Un’imbarcazione da diporto di 23 metri ha urtato degli scogli sommersi nelle acque antistanti Torre Astura nel comune di Nettuno, nella zona sud del litorale laziale, riportando notevoli danni al timone e all’elica. Lanciata la richiesta di soccorso, una motovedetta della Capitaneria di porto di Anzio ha portato in salvo le sei persone a bordo, scongiurando anche il pericolo di inquinamento dell’area marina a causa del possibile sversamento di idrocarburi in mare.

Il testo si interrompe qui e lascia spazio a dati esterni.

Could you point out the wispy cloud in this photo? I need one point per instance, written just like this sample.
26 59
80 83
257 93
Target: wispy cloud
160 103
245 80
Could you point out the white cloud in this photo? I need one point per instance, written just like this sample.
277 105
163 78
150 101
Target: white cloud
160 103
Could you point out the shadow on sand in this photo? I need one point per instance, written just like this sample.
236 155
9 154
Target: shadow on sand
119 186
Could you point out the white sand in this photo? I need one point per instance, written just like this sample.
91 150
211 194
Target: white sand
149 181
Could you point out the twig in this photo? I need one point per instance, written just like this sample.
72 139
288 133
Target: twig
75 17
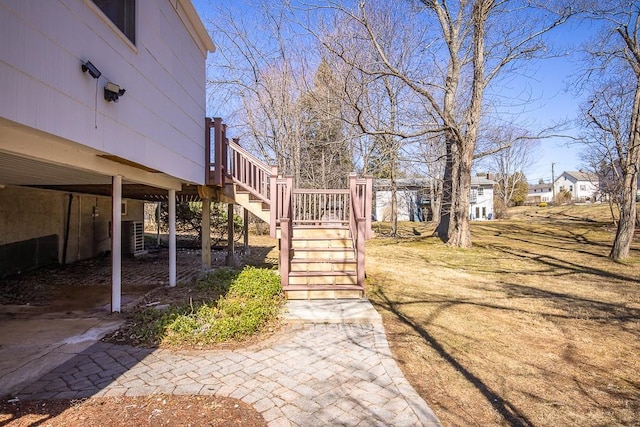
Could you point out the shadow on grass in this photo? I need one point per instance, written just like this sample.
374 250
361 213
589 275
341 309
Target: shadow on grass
508 411
558 264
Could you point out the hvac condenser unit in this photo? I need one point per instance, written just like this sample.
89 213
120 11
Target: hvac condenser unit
132 238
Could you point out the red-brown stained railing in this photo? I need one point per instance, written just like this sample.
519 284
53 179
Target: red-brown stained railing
250 173
320 207
360 219
284 187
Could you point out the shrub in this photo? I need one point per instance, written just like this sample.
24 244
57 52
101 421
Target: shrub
253 301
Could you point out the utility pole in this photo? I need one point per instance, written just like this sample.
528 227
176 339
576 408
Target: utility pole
553 182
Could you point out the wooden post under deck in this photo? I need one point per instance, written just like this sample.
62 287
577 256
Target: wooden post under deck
116 243
206 234
232 261
172 237
246 249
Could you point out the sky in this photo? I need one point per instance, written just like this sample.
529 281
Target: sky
553 95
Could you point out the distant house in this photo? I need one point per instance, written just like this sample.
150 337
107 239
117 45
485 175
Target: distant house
414 201
481 200
582 186
411 196
538 193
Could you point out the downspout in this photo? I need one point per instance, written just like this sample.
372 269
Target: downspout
66 232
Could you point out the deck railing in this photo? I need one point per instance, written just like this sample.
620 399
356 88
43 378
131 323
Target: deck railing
320 207
360 190
292 207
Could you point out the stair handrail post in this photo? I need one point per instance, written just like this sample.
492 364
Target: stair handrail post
218 148
286 232
358 224
225 154
353 193
273 199
360 258
368 204
285 249
207 151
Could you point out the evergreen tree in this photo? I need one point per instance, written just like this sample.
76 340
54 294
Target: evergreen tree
326 157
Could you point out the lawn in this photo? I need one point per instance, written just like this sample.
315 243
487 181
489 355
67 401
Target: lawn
534 325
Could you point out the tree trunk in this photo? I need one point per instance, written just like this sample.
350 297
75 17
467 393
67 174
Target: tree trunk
453 228
627 223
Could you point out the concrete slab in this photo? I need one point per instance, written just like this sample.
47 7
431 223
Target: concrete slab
330 311
29 348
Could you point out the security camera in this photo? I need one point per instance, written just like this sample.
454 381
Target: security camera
112 92
93 71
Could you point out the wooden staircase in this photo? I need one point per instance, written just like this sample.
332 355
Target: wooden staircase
323 264
321 232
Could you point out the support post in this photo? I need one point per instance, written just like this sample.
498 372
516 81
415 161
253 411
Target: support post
232 261
218 149
206 234
273 201
207 150
158 223
116 243
245 224
172 237
285 250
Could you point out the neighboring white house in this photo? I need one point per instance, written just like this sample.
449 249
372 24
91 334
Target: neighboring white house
410 198
542 192
413 199
481 200
582 186
99 98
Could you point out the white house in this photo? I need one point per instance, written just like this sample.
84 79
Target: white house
541 192
481 200
410 197
102 101
582 186
413 199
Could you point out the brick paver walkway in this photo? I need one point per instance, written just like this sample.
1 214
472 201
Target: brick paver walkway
312 374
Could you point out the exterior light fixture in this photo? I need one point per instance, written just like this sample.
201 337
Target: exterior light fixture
93 71
112 92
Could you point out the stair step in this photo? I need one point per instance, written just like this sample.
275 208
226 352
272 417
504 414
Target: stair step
302 231
337 254
319 265
321 242
323 278
324 292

È successo nella tarda mattinata di mercoledì 20.
Ricevuta la richiesta di soccorso, la Sala operativa della Capitaneria di porto di Anzio ha inviato immediatamente la motovedetta CP 859, unità specializzata in ricerca e soccorso, anche in considerazione del possibile maggior pericolo derivante dal previsto peggioramento delle condizioni meteo marine in zona.
L’equipaggio dell’imbarcazione che aveva avuto l’incidente, composto da sei persone, tra cui un bambino, è stato immediatamente tratto in salvo con non poche difficoltà, a causa dello stato del mare e della grandezza dell’imbarcazione stessa. Quattro dei sei naufraghi sono stati portati in buono stato di salute al porto di Anzio, mentre due di loro sono rimasti a bordo dell’imbarcazione in attesa delle unità rimorchiatrici, che hanno condotto la barca nel porto di Nettuno. Qui sarà sottoposta alle riparazioni del caso.
Il tenente di vascello comandante della Capitaneria di Porto di Anzio, Lorenzo Giovannone, ha espresso il proprio apprezzamento verso l’equipaggio che ha condotto le operazioni di soccorso, il quale ha dimostrato, ha detto l’ufficiale, una notevole perizia marinaresca. Grazie alla tempestività dell’intervento è stato scongiurato ogni rischio di inquinamento che sarebbe potuto scaturire dallo sversamento di idrocarburi in mare.